We had a veritable explosion of local heart health projects across Ontario and I think that it became regarded as an attractive thing for most health units to do, not as a burden that was being pushed on them by the Ministry. [Ontario]Manitoba observed that all sites carried out 50% more initiatives in their third year in comparison to their first, indicating that programming increases take a few years (Gelskey et al., 2001
Programming type/scope
In both the type and scope of programming (Table III) there was greater comprehensiveness in risk factors addressed, strategies used or groups targeted. PEI tracked an increase in the variety of health promotion strategies used for programming (e.g. skill building, policy development) (Sweet et al., 2001
). Ontario's survey showed that public health staff increased their time spent on integrated multi-risk factor activity (Taylor et al., 1998
) as opposed to single risk factor activities.
Program sustainability
Sustainability of programming was highlighted primarily in the community-oriented projects as a sign that linking activities had transferred health promotion practices to user groups. In all three projects, increased connections with community groups and partners were key to sustainability. Together research and training were seen as boosting lasting change:
The first part was research, but it went beyond that, it didn't just become a report on somebody's shelf. There was the animation part...the pebble in the pond thing where the heart health resource group came in, linked and worked with a community and I guess they explored ways of educating, equipping, preparing people within communities to further develop and continue that process. [Manitoba]
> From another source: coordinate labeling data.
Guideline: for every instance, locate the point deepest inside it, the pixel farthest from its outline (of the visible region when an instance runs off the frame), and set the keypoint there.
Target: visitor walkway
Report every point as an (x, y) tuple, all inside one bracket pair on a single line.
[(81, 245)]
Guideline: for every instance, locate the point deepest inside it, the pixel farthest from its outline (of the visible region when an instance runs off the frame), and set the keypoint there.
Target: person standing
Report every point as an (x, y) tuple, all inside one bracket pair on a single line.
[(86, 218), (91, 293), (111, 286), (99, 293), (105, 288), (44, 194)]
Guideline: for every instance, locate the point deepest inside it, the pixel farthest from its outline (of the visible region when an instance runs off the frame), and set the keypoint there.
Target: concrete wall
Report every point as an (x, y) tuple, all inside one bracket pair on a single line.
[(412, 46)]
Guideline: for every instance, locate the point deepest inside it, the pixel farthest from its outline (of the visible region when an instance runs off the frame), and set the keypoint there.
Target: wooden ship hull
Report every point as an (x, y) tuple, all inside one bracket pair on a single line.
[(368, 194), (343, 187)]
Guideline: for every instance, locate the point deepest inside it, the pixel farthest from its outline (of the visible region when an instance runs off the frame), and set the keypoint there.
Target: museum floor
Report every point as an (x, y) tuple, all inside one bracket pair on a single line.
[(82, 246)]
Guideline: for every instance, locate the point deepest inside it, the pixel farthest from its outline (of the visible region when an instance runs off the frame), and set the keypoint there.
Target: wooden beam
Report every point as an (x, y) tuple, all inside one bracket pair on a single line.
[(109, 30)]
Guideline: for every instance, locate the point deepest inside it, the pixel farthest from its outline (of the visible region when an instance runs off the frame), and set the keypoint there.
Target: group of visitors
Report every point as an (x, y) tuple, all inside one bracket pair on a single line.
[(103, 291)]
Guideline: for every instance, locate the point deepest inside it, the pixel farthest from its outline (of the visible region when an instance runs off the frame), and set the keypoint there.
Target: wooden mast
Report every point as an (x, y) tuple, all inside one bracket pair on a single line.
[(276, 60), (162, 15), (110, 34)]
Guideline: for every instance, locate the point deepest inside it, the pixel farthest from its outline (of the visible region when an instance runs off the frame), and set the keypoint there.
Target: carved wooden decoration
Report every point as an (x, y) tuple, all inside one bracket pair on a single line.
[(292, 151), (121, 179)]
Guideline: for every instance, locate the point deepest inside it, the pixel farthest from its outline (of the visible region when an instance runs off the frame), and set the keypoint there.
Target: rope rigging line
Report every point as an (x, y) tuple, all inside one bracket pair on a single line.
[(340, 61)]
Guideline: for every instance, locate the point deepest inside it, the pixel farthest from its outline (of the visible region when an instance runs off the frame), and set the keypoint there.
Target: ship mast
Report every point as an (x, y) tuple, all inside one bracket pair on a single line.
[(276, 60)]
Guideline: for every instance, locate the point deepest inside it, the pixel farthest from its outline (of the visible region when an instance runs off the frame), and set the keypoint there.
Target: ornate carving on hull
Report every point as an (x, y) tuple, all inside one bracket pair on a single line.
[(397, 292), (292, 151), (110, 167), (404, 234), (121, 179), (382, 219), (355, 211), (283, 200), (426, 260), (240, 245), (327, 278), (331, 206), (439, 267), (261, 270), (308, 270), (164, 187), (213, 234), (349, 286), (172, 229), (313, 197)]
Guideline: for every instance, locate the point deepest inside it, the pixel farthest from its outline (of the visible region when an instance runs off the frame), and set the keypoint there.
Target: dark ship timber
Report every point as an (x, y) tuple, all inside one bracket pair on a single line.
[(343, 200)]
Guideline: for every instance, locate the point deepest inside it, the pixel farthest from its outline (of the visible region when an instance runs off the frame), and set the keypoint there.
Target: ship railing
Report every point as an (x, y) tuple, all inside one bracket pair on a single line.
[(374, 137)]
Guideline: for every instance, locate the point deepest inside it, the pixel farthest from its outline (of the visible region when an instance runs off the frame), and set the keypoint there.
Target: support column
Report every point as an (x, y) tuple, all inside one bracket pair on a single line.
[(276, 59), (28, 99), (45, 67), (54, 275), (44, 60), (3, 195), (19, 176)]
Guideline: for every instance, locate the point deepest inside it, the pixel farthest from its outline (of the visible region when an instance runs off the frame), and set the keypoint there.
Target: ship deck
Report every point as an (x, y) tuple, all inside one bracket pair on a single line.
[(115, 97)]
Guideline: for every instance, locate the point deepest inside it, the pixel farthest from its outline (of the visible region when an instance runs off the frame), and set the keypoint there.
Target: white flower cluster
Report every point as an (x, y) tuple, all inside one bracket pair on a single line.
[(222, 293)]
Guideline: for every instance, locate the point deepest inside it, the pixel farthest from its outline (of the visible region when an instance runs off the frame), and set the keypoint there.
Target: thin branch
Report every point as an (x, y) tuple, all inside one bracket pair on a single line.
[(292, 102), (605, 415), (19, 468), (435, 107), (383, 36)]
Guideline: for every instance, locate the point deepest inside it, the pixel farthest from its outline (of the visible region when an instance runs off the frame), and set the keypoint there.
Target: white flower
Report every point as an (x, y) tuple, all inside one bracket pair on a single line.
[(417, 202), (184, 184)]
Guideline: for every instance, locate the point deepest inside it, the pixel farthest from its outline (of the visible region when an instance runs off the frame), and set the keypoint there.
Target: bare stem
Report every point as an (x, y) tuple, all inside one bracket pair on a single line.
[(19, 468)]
Factors affecting linking systems
All three provincial cases identified similar facilitators or barriers for capacity building and dissemination via linking systems. Interview respondents spoke most often of people (staff and volunteers), funds, priority and leadership (Table IV). Differences in the ranking of the factors for the provinces reflect the specific nature of the projects. For example, in PEI an important condition for success was having appropriately skilled/committed resource staff to anticipate technical assistance needs and connect user groups with other supports. Similarly, in Manitoba's community-driven project having appropriately skilled/committed people to play linking roles was critical for networking and on-site committee support.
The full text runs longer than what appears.